Politics & Policy

A Strategy For McCain

Hillary Clinton -- only more so.

Editor’s note: A longer version of this piece appears in the new issue of National Review.

The good news for Republicans is that Obama can be beaten. The bad news is that the McCain campaign has embarked on a course that — although it has some of the right elements — seems likely to fail.

McCain would be most comfortable running in accord with his particular notions of political virtue while emphasizing character, national security, and a few pet causes such as earmarks. If he wants to win, he has to leave his comfort zone. He should take a page from Hillary Clinton. She did not, of course, defeat Obama, but she road-tested a strategy that cost him support among crucial constituencies — and that strategy is even better suited to McCain’s general-election run than it was to her primary campaign.

McCain ought to be encouraged by how close she came. She was a plodding speaker lacking pizzazz, drew smaller crowds than Obama by an order of magnitude, and was outspent and out-organized. McCain has all the same deficits. Yet she fought Obama nearly to a draw, and after February — when she had finally figured out how to run against him — beat him soundly. That was too late for her. But it is not too late for McCain.

Even her failure offers an instructive lesson for McCain. She went too long without frontally attacking Obama. When she did get more aggressive, he was already galloping toward the nomination on the strength of his narrow but insurmountable pledged-delegate lead. McCain has repeated this mistake, whether because of his sense of honor, his campaign’s disorganization, or, less likely, some master plan that escapes most observers. McCain and the Republican National Committee should have hit Obama right after he won the Democratic nomination. An Associated Press poll shows that the two words people tie most to Obama are “outsider” and “change,” associations McCain should have been contesting from Day One.

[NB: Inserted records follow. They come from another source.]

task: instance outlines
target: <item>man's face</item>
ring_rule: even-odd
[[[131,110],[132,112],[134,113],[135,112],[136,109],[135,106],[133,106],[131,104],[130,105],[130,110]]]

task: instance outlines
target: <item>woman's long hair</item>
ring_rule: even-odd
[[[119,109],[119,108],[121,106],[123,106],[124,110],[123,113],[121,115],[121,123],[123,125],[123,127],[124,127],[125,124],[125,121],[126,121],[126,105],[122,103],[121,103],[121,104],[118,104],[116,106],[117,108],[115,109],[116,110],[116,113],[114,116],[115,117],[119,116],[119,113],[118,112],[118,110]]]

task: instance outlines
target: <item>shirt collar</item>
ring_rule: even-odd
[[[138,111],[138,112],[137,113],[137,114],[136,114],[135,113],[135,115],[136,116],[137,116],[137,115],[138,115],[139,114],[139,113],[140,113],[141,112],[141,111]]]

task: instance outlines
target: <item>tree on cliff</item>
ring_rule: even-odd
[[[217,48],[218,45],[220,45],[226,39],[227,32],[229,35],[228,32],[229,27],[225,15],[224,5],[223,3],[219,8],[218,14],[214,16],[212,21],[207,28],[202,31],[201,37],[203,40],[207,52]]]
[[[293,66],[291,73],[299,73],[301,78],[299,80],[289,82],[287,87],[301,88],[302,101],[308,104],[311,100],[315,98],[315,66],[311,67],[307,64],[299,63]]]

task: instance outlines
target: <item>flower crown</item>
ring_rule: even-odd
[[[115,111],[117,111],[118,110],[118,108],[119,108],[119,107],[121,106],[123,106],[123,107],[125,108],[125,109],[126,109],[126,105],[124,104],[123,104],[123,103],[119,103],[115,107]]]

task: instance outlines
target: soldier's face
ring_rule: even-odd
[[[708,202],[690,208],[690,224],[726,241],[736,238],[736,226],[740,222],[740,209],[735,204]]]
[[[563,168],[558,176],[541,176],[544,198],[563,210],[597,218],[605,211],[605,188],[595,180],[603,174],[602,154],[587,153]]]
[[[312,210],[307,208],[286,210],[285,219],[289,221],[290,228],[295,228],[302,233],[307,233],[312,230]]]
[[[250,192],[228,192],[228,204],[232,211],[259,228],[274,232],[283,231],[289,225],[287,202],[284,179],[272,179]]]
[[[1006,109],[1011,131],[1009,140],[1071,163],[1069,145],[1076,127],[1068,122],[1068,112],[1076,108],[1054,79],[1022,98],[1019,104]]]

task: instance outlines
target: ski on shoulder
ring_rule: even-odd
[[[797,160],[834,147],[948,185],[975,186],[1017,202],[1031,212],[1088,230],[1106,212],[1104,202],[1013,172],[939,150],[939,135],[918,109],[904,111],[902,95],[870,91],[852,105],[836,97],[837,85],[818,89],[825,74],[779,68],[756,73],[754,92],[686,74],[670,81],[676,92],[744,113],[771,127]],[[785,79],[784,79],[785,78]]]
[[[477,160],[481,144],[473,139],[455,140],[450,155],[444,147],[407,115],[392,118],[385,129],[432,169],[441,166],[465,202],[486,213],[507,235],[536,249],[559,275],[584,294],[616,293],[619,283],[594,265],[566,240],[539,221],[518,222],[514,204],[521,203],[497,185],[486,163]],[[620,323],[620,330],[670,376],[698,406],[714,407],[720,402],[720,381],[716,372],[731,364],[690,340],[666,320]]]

Once Clinton went after Obama in earnest, she came back. She surged on the strength of her “3 a.m. phone call” ad, which ran prior to the Ohio and Texas primaries and argued that she was better suited than the neophyte Obama to handle a crisis. And she rolled up her post-February wins on the basis of lunch-bucket appeals to working-class white and Hispanic voters. For a contemporary Democrat, Hillary ran a center-Right campaign; she talked of blowing Iran to smithereens, downed shots of Crown Royal, and appealed frankly to blue-collar whites. Many of these tactics had little substance, but they conveyed a sense of toughness that endeared Hillary to her voters and highlighted a vulnerability of the polished but aloof and fragile-seeming Obama.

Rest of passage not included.